Dr. Harris had to have known, of course. The entire state of Georgia had known—the entire country, even. Then he had bowed his head the way most people seemed to do when they realized their mistake and didn’t know what else to say, his neck mimicking the snap of a shutting lid. Conversation closed.

“But Izzy has always had … problems,” Ben continued. Suddenly, I felt like I was in detention. “With sleep. Even before the insomnia. Kind of the opposite problem, actually.”

Dr. Harris had looked at me then, studying me, like I was some kind of riddle to be cracked.

“About fifty percent of sleep disorder cases are related to anxiety, depression, or some kind of psychosocial distress or disorder, so this makes sense, given what you’ve been through,” he had said, clicking his pen. “Insomnia is no exception.”

I remember looking out the window, the sun high in the sky. My eyelids were feeling heavier with every passing second; my brain, cloudier, as though I were enveloped in a blanket of fog. The pen was still clicking, amplified in my ears like a ticking time bomb ready to blow.

“We’ll run some tests,” he said at last. “Maybe get you on some medication. We’ll have you back to normal in no time.”

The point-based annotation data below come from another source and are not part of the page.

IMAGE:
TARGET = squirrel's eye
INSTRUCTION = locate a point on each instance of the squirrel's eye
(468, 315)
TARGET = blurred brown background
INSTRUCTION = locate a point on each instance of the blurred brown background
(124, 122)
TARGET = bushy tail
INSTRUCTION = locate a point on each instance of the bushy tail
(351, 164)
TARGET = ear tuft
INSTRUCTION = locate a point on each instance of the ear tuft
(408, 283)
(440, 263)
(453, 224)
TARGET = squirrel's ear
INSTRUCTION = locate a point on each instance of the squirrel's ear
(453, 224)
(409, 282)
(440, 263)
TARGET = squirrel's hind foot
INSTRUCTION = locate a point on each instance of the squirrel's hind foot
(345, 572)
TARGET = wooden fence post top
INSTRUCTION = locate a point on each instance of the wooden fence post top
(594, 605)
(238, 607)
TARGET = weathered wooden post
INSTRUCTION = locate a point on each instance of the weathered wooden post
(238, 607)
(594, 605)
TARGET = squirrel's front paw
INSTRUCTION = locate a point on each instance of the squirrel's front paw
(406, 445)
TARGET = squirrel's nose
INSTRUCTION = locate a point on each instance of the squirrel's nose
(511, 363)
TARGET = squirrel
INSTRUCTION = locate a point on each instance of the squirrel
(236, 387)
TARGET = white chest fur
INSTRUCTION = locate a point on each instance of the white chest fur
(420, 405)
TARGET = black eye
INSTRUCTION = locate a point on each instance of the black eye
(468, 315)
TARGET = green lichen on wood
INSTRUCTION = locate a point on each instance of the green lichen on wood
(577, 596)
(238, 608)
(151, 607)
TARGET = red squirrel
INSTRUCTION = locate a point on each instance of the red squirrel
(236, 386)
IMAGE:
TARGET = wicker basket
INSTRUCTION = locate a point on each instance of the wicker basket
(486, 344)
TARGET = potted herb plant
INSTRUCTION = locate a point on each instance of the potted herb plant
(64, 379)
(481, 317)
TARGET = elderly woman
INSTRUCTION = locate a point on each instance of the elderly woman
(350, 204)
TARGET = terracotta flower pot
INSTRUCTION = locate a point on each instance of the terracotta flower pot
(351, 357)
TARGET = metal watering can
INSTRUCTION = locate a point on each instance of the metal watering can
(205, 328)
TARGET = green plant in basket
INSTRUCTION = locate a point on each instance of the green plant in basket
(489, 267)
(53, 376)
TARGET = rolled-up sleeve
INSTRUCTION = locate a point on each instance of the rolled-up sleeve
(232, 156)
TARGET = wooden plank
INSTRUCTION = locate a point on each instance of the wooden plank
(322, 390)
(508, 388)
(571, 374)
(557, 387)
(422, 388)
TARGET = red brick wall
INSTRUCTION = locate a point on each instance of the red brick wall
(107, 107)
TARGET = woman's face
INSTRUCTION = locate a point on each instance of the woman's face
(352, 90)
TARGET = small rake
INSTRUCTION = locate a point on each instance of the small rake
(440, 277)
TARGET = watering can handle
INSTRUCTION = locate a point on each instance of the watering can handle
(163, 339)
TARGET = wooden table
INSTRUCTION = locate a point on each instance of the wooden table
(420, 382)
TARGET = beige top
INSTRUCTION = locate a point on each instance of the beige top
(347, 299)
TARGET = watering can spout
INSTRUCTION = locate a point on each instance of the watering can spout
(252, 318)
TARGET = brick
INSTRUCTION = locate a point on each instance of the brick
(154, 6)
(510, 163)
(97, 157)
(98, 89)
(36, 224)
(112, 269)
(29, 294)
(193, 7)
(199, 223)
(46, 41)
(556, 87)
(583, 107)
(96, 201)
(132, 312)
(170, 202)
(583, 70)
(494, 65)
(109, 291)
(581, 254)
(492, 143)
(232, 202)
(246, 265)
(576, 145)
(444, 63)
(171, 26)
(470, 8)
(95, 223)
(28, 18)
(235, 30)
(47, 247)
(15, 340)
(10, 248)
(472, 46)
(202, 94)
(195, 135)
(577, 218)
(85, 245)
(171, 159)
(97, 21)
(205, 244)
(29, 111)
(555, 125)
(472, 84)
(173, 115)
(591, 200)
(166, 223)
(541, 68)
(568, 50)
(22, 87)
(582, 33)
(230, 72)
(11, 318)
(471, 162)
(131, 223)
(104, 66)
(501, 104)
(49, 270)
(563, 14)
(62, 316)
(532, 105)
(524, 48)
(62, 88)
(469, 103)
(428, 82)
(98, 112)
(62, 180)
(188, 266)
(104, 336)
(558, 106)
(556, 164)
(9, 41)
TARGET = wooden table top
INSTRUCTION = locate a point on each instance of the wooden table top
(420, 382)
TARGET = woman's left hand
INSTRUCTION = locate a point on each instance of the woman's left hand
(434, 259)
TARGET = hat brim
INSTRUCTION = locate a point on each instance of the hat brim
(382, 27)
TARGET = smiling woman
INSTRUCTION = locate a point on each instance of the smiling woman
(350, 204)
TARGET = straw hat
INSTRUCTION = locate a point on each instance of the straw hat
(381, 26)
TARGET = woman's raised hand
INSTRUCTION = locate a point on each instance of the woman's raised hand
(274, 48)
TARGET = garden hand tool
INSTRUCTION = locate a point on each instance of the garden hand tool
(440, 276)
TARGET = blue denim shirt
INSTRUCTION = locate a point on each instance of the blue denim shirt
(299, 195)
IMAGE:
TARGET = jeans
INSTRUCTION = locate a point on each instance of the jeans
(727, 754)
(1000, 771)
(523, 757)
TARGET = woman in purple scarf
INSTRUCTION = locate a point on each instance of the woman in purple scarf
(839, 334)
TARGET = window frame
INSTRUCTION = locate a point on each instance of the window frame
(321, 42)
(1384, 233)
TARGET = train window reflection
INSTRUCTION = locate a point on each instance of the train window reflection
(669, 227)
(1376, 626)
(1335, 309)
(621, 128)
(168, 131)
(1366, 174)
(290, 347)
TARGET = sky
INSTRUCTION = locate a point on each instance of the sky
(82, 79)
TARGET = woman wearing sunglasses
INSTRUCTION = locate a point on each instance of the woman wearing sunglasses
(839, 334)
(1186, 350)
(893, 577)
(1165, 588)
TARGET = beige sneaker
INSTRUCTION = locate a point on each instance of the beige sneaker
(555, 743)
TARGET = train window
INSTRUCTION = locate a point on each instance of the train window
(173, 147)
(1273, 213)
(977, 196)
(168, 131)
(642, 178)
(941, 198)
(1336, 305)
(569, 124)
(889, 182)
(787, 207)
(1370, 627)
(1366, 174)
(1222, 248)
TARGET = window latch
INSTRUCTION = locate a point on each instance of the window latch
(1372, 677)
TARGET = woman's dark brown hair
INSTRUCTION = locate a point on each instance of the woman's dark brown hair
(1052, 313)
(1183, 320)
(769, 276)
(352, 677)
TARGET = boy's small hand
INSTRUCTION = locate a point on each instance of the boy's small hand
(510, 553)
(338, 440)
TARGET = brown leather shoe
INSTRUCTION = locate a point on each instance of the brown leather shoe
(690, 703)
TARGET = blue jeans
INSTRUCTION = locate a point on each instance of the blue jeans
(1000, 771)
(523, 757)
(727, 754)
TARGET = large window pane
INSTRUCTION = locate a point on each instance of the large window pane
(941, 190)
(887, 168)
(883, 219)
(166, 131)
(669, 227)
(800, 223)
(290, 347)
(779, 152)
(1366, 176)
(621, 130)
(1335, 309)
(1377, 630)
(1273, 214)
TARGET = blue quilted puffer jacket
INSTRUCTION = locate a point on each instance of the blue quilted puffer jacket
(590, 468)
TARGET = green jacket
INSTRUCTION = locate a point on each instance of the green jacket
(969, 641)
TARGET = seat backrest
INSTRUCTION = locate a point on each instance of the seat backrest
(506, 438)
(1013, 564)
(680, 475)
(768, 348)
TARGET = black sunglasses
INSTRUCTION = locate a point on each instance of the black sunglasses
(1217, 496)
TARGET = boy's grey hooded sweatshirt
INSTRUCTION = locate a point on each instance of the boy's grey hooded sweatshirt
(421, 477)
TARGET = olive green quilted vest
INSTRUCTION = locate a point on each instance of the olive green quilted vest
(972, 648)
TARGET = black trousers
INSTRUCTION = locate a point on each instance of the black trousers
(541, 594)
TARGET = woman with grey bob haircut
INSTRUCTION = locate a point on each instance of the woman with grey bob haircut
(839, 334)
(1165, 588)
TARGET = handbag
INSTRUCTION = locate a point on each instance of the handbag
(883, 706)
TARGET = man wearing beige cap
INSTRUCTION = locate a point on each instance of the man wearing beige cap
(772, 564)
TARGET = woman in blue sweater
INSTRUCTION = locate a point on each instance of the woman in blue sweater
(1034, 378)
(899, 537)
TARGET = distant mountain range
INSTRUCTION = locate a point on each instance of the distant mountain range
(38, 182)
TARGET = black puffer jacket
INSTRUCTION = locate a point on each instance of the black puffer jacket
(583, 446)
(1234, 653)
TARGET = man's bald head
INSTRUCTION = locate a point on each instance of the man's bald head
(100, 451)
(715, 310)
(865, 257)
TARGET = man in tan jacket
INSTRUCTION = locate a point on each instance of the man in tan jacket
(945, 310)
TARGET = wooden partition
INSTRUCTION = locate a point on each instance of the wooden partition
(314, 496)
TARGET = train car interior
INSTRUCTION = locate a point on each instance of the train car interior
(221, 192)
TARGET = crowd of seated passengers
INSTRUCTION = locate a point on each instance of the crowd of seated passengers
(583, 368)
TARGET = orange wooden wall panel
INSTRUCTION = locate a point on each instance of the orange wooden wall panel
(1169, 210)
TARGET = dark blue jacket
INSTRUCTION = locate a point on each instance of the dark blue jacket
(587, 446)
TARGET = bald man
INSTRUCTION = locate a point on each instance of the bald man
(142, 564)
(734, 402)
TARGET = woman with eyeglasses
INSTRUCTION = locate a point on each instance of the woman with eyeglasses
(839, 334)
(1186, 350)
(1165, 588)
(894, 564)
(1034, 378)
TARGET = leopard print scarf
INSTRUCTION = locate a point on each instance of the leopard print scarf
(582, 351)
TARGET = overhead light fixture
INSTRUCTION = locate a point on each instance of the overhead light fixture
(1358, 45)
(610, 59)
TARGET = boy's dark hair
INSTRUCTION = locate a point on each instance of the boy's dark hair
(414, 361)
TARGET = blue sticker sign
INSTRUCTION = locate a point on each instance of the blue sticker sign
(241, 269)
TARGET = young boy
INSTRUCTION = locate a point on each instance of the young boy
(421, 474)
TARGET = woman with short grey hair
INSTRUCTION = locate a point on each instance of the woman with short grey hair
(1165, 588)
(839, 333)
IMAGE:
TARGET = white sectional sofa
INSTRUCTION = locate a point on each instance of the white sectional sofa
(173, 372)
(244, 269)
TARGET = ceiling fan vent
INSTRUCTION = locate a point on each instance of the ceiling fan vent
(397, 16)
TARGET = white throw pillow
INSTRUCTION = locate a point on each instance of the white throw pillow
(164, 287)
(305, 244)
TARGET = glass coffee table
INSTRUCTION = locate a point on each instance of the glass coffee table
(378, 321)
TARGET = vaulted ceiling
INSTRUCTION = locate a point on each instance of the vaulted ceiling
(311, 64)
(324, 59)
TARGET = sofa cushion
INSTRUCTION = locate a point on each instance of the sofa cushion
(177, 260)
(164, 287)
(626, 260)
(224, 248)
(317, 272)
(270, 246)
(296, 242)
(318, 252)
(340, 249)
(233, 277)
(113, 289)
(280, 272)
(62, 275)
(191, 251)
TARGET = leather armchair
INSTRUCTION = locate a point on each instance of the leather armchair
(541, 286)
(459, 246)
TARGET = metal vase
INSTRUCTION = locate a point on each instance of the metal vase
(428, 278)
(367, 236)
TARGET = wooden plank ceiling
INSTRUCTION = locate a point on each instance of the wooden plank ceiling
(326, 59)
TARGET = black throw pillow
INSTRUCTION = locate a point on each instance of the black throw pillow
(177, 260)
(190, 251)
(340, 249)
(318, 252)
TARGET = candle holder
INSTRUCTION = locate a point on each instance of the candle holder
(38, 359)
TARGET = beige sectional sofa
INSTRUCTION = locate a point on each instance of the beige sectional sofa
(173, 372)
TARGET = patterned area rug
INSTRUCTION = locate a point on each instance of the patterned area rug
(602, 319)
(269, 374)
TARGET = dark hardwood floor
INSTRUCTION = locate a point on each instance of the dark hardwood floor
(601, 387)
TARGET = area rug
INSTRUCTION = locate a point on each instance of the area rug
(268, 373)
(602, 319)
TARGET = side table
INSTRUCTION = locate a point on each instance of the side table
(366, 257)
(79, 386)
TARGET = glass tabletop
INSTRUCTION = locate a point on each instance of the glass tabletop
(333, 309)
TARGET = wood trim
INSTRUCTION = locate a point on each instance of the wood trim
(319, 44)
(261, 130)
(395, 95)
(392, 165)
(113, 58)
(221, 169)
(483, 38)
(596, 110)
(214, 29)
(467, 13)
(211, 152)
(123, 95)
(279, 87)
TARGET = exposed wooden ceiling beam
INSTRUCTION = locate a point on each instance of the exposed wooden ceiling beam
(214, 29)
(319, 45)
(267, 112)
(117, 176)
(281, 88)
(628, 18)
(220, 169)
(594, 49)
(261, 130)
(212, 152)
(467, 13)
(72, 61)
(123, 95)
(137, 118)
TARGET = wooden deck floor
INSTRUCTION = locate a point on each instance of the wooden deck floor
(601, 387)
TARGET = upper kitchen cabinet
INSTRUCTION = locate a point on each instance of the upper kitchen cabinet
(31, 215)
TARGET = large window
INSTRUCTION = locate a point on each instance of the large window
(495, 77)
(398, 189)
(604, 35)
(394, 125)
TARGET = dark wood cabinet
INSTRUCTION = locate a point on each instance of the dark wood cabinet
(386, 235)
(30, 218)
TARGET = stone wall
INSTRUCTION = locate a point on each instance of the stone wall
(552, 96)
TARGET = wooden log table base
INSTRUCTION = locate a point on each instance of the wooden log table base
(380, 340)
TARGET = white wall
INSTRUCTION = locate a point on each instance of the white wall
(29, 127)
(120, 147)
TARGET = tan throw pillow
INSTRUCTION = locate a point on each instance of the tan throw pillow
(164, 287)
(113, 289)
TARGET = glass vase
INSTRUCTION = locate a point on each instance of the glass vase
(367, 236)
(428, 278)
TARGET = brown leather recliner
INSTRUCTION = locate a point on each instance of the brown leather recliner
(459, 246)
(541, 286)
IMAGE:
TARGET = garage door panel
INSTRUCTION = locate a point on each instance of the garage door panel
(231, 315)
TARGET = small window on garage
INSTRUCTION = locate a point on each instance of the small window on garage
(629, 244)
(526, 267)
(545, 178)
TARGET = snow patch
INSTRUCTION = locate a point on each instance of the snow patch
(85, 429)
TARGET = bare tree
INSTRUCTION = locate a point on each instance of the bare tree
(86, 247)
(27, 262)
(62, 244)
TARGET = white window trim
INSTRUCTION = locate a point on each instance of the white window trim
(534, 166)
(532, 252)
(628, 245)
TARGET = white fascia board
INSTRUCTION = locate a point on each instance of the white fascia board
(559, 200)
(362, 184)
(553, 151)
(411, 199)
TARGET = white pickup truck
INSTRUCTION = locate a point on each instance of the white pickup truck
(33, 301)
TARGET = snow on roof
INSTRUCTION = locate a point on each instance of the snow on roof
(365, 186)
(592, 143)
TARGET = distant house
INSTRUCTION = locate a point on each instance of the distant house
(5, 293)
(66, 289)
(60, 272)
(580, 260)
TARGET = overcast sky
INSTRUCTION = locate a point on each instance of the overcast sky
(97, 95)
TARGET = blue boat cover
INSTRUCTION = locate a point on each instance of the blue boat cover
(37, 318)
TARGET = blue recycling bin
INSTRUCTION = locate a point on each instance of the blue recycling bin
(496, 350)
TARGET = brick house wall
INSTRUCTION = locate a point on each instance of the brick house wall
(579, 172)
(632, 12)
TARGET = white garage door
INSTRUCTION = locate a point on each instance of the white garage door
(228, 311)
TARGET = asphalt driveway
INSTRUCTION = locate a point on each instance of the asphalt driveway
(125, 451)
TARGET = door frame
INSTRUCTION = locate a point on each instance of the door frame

I’m reaching for Roscoe’s leash when I catch a glimpse of myself in the hallway mirror and wince. It’s an automatic reaction, like jerking your fingers away from a hot stove. I should be gentler on myself, I know. I’ve been through a lot, but the lack of sleep has become so apparent on my face it’s hard not to notice. I look like I’ve aged years within months, with the new bags hanging heavy beneath my eyes, droopy and worn. The thin swathes of skin beneath my tear ducts have morphed from a warm olive to a deep, dark purple, like a marbling bruise, while the rest of my face has taken on a grayish tone, like chicken that’s been left in the fridge too long. I’ve lost twenty pounds in twelve months, which doesn’t seem like that much, but when you’re already tall and waifish, it shows. It shows in my cheeks, my neck. My hips—or, rather, my lack thereof. My hair, usually a deep, glossy brown, looks like it’s dying, too, the ends split clean in half like a splintered tree that’s been struck by lightning. The color growing duller by the day.